Adapting a literary drama into an emotional motion picture experience can be a challenging effort. In the case of Extremely Loud & Incredibly Close, Stephen Daldry — the feller who made Billy Elliot — has taken the 2005 novel of the same name by Jonathan Safran Foer and turned it into a brazen, near-exploitive tale of a young lad attempting to deal with the loss of his father, who died in the World Trade Center on 9/11. You don’t really expect to see exploitation filmmaking in mainstream cinema these days. Nevertheless, Daldry delivers a finished product that bears little more than a slight passing to its source material, having resorted to Academy Award winning screenwriter Eric Roth — who penned Forrest Gump, Ali, and several other overrated “masterpieces.”
If you can’t stand child actors, this one’ll grate at your nerves from frame one. First-time actor Thomas Horn, who won the role from being on Jeopardy!, believe it or not, takes the lead as Oskar — a neurotic, withdrawn youngster who shows some serious signs of having Asperger’s syndrome, and who is in desperate need of a guiding hand — across the face, that is. Horn definitely lives up to the Extremely Loud portion of this feature, shouting out one line after another as he wanders from one borough of New York to the next — by himself — in search of a lock that will fit a key he found in his father’s closet. Along the way, he develops a relationship with an old mute man (Max Von Sydow) who is staying with his grandmother, and who may or may not be the young lad’s long lost grandfather.

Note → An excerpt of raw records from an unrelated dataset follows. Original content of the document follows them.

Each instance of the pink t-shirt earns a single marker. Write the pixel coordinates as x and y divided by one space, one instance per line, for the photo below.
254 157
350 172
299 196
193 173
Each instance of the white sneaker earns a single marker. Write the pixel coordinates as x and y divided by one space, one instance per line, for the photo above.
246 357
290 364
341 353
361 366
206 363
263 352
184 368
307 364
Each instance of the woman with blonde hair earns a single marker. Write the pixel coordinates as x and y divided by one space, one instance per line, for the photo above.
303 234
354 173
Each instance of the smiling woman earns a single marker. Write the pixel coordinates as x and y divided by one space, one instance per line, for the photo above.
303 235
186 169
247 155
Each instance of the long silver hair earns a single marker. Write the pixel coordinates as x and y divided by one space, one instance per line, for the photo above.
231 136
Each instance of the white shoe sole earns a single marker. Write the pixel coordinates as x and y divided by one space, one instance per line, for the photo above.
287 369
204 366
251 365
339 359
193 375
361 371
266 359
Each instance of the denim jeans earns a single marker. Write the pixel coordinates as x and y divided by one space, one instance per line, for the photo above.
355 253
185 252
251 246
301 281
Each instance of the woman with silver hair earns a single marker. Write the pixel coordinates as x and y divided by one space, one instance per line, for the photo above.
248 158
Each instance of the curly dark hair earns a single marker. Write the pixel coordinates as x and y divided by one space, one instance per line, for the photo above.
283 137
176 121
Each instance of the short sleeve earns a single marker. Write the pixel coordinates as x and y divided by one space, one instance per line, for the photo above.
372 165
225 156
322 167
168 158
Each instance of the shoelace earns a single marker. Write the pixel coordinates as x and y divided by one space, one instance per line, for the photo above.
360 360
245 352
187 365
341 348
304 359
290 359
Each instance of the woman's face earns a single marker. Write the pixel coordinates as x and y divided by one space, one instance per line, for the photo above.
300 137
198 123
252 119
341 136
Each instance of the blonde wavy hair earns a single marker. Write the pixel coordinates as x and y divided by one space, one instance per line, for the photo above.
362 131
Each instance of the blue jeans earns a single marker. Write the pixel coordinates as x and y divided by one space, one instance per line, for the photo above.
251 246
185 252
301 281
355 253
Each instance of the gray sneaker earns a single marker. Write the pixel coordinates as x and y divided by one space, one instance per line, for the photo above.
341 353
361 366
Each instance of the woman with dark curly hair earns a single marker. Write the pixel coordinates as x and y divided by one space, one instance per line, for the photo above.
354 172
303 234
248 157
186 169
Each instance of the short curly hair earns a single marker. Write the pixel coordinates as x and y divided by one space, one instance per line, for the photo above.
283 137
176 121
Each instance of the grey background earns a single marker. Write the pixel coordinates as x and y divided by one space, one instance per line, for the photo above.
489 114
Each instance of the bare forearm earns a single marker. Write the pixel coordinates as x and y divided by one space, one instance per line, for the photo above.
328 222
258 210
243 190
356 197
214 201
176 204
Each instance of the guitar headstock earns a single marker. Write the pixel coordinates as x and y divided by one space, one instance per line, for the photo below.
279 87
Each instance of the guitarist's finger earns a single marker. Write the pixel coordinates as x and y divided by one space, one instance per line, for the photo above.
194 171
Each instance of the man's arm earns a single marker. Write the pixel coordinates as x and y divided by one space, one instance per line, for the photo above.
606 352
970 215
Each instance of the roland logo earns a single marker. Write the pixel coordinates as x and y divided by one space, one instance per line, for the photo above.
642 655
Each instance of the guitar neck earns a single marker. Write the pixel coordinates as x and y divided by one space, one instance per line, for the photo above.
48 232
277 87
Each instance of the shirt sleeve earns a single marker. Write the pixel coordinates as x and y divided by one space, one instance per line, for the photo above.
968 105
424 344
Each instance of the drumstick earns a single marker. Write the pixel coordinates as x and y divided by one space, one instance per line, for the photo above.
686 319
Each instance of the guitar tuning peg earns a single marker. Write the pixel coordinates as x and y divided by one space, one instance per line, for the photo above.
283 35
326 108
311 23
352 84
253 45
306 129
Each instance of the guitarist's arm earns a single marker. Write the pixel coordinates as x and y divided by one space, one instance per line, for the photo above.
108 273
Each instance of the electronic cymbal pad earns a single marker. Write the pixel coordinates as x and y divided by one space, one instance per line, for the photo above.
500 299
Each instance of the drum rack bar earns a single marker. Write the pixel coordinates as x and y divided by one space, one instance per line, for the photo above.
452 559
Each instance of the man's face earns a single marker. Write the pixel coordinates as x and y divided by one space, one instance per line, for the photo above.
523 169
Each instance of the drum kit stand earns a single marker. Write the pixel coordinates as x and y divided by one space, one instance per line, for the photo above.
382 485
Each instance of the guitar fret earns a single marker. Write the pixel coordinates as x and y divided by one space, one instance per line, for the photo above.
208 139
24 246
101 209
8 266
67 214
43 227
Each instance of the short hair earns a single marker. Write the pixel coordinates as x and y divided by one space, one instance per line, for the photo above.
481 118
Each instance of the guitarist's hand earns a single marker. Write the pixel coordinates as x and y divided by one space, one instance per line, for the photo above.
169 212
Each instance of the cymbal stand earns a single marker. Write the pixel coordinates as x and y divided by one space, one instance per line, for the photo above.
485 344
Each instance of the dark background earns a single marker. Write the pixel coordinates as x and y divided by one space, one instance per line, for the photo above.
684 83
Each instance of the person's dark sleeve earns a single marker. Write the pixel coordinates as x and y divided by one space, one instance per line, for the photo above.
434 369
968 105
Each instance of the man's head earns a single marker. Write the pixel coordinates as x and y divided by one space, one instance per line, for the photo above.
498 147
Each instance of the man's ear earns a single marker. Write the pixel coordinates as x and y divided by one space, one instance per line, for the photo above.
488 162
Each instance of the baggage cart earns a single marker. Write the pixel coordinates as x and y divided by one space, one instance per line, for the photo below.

Mostly, it’s just a movie about a kid looking for something (think North, but only slightly better). The film pulls at your hamstrings from the get-go, trying to pull you in to the depths of an emotional pool it has constructed entirely out of forced tears. Daldry goes a step further by adding Tom Hanks and Sandra Bullock to the film’s cast (giving them top-billing, of course) as Oskar’s late father and absente mother, respectively. The moments with Hanks are pretty generic (though sincere, I suppose), while Bullock’s character borders on laughable — stepping into the feature at the last moment to deliver a corny “Oh, I’ve been there the whole time!” routine. Viola Davis and Jeffrey Wright also appear as two of the many characters Oskar meets, and John Goodman has a small role as a doorman.
Three short months after the movie’s theatrical release, Extremely Loud & Incredibly Close finds its way to Blu-ray in High-Def presentation that far excels anything the portentous, Oscar-hungry director Daldry and his paint-by-numbers screenwriter Roth can come up with. Also included in this Blu-ray/DVD/UltraViolet Digital Copy release are four behind-the-scenes featurettes, most of which are far more interesting than the main presentation itself.
No, of course I don’t recommend it. Why do you ask?